幸せというものは、自分の手で掴み取るものだ。誰かが与えてくれるものではない。
持資と同じ城の中で暮らせる。それはさっき考えたほんのひとときだけでも持資と話ができれば、という幸せとは異質な、とてつもなく大きなものだ。
(ただわたしと、一緒にいたい……)
紅皿は持資の言葉を、心の中で繰り返した。
自分は無意識にその言葉を待っていた。どんな理屈よりも、自分を愛してくれ、必要としてくれる、ひとことを。

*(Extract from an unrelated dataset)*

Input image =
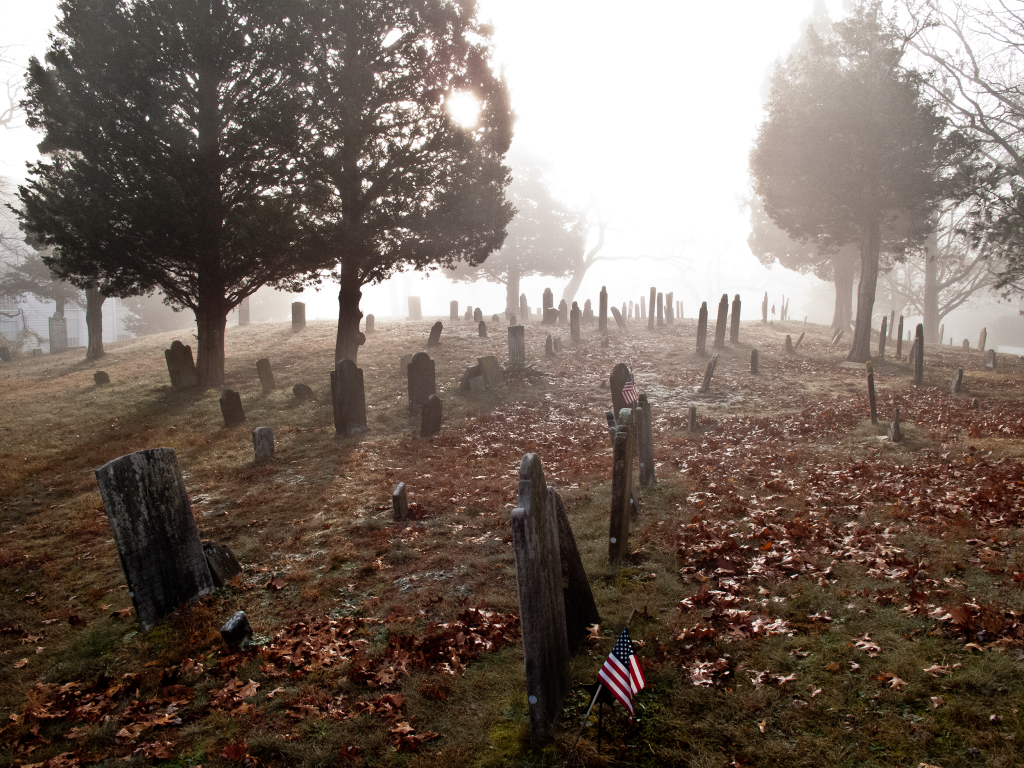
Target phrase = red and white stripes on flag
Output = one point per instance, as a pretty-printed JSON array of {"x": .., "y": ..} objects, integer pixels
[{"x": 622, "y": 674}]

(わたしの本当の気持ちも同じだ。ただ持資様と一緒にいたい)
敵方にいた自分が江戸城に行けば、持資も自分も、つらい思いをするであろう。だがそれでも、一緒にいられることは、無上の幸せのはずだ。
雲が切れ、明るさを取り戻した太陽の光が、紅皿の頬を照らし始めている。
(そうだ。幸せを自分の手で掴み取らなければ……。そうしなければ、生きている意味がわからない)
「どうだ。来てくれるか」
持資の再度の誘いに、紅皿は無言で頷いた。
持資は紅皿を抱きしめた。
「どんなところで、ございますか」
持資の胸の中で、紅皿は問うた。
我が庵は 松原続き 海近く 富士の高嶺を 軒端にぞ見る
持資は答えとして、自作の歌を口ずさんだ。
「素敵なところでございますね」
紅皿の瞳に、大粒の涙が溢れ始めていた。
柔らかな風が、寺の境内に流れ始めている。
いつまでも抱擁し合うふたりを、木漏れ日が穏やかに包み込んでいた。